One thing my brother and I shared as teenagers was an extremely violent temper, given to us by our parents. Very, very, very violent. Disturbing to most – even my wife was (and is) disturbed by how terribly, horribly violent we were to each other. To say ‘extreme violence’ is a gross understatement. We had fights with guns and swords, fists and arrows, knives and razor blades. We put bullet holes through the house. We actually wanted to kill the other but never did. And the reason why?
Because we feared our mom even more.
That’s something my wife finds VERY disturbing. Strange, isn’t it?
There’s a lot of stories about me and my brother, but I wanted to get things clear before I went on with the rest of my story on Tokoni – that ours was NOT the normal big / little brother relationship. Ours was violent and bloody – quite literally. We wanted to kill each other. Really. The abuse that was perpetuated on us by our parents got magnified a hundred times more between us – and it went far, far beyond any normal sibling rivalry. Even our friends knew that, and sometimes were afraid for us. And my brother blames my dad; despises my dad; and isn’t too fond of my mom, though he feels obligated to ‘take care of them’ — unlike me, who really couldn’t care less. There are problems with my attitude towards my parents; my mom often complains I don’t call, and my dad that I don’t visit — but I don’t let their problems bother me. After all, it’s their life, not mine. They laid the foundation for our relationship; not me.

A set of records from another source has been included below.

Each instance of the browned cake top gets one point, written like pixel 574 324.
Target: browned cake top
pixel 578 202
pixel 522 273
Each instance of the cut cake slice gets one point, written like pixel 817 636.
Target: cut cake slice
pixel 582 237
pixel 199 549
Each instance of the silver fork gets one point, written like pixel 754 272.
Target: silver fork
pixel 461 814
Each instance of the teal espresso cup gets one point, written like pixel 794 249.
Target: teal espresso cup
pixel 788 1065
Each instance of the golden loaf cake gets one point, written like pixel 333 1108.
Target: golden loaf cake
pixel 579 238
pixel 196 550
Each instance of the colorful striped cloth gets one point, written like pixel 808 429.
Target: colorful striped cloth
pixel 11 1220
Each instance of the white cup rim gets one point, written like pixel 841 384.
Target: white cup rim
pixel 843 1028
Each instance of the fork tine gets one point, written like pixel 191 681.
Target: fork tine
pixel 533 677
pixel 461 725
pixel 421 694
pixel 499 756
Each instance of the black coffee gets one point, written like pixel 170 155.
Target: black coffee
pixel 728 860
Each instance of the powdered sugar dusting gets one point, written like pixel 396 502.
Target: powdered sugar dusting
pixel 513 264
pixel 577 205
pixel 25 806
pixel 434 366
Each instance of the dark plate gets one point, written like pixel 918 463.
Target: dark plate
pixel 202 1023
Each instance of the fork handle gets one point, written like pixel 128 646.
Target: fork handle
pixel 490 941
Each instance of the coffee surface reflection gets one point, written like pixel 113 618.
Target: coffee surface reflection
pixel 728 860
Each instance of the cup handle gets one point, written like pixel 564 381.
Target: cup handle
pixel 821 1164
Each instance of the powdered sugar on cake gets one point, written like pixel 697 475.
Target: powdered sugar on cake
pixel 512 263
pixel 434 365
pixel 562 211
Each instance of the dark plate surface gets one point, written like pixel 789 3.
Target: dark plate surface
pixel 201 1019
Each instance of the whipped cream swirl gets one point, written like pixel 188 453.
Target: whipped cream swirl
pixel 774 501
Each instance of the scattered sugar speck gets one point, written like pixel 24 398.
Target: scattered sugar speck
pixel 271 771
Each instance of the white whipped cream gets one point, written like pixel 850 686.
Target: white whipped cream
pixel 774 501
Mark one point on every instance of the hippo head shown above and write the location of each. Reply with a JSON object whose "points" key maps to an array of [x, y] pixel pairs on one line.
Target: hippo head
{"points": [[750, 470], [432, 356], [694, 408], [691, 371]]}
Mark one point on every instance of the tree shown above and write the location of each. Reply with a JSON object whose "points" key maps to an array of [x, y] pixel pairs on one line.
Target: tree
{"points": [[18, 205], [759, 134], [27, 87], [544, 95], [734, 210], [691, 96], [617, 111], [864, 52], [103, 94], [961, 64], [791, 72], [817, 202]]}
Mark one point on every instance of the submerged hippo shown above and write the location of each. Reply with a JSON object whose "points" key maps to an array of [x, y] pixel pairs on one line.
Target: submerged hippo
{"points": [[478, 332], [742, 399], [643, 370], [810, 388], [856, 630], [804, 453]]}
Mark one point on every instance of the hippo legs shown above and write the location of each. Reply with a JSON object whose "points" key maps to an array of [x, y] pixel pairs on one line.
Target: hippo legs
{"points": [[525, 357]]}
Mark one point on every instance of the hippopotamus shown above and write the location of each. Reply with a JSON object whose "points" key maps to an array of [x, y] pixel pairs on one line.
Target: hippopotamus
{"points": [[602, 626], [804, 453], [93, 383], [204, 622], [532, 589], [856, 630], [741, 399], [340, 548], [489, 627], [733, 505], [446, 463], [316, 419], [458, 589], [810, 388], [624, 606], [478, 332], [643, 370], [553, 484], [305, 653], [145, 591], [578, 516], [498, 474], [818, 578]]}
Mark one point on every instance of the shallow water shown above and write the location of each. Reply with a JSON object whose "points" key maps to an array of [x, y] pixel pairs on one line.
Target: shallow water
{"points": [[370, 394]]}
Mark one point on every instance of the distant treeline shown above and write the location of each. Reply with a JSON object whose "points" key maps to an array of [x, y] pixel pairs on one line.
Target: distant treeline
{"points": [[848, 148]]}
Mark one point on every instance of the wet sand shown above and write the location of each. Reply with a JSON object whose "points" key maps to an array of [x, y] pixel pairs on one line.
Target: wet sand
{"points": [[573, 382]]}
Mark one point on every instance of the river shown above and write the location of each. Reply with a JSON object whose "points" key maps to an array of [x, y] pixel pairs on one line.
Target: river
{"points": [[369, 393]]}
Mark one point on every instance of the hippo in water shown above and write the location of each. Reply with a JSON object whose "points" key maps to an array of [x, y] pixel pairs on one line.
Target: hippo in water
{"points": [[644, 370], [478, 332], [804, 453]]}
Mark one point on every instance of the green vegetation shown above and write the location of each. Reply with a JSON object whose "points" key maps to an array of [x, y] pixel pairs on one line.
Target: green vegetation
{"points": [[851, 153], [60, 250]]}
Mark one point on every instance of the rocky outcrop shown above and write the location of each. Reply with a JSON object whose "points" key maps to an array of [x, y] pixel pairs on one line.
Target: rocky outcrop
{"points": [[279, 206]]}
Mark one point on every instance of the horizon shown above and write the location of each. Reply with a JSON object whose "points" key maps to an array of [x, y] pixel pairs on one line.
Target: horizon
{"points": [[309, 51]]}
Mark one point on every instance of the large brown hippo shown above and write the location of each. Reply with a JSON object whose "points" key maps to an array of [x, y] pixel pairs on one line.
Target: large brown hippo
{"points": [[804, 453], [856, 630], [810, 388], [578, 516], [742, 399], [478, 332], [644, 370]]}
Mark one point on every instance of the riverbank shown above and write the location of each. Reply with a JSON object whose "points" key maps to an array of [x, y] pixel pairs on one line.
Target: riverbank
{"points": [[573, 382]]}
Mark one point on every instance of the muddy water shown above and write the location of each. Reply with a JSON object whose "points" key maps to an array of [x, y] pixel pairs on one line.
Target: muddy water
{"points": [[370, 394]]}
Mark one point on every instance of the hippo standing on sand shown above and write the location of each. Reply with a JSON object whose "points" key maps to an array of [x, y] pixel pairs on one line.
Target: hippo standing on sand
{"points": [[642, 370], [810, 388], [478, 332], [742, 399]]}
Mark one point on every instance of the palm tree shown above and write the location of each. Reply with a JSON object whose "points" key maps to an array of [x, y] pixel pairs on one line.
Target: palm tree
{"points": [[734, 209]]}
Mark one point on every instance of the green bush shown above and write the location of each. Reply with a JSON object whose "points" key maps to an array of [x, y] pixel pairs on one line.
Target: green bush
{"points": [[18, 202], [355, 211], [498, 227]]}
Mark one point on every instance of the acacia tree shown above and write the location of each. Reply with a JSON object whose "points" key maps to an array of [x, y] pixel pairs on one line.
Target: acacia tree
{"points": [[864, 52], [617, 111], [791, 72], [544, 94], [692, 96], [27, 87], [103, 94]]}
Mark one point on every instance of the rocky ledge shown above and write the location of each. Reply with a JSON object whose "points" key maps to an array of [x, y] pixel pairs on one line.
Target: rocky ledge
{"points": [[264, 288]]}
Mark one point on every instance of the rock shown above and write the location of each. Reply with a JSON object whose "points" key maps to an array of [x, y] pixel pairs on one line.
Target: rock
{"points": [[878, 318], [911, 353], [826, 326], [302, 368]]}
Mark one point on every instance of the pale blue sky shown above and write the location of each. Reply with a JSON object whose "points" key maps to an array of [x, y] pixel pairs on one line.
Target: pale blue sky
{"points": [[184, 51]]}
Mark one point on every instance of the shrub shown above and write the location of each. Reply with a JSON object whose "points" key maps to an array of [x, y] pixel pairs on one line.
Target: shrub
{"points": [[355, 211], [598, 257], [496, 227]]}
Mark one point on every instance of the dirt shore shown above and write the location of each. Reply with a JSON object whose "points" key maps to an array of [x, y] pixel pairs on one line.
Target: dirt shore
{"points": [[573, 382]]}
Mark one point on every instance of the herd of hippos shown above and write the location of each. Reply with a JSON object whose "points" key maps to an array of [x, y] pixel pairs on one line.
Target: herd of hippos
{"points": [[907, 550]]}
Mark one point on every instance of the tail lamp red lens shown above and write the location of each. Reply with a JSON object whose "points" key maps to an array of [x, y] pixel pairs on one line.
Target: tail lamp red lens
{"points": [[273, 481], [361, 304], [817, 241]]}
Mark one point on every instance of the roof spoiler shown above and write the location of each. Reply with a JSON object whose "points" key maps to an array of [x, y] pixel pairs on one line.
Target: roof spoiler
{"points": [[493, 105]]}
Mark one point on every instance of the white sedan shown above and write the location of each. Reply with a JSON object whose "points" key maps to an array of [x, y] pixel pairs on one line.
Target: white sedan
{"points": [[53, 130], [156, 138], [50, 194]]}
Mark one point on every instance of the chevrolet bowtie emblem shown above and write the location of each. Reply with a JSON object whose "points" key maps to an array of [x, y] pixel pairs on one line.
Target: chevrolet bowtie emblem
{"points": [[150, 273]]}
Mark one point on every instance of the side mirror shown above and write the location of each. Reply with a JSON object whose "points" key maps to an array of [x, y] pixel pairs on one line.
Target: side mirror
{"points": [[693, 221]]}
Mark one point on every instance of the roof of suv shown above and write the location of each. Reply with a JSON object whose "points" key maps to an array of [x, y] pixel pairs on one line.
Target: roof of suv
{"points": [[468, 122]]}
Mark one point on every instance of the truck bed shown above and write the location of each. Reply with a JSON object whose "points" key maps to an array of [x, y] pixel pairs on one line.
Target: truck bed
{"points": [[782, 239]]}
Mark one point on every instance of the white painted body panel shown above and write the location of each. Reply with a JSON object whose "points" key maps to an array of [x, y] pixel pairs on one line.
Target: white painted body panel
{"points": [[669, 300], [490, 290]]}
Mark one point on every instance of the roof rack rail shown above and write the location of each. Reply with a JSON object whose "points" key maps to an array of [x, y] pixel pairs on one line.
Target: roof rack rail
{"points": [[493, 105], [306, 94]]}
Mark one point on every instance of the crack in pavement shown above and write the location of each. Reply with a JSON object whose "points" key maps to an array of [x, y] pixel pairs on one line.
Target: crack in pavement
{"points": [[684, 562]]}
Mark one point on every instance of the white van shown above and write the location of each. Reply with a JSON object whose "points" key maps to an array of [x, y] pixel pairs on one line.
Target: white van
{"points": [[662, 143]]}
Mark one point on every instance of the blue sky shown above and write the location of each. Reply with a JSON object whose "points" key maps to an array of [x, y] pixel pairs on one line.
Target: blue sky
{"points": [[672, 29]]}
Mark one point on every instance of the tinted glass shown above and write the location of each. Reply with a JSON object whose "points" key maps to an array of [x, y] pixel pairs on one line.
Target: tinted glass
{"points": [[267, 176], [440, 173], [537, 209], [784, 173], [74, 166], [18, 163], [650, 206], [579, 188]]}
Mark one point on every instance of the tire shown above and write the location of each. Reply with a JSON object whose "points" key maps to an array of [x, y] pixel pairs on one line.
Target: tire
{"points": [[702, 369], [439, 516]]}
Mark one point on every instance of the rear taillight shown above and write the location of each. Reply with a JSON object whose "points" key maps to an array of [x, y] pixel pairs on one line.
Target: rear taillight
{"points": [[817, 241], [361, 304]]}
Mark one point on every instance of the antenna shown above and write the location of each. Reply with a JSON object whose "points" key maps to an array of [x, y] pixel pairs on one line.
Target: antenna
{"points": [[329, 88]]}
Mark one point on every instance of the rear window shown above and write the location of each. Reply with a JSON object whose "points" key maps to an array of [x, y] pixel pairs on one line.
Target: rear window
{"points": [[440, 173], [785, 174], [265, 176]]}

More on this later sometime, as these stories ramble on.
For ours was not a typical household (if you haven’t figured that out by now), nor was my brother and my relationship a loving one. Not by a long shot. Which means coming up, I had to do it alone – brother or not. And there were many times I found myself wishing that he’d never been there. And, as he told me over and over again when we were kids: he only wished I was dead.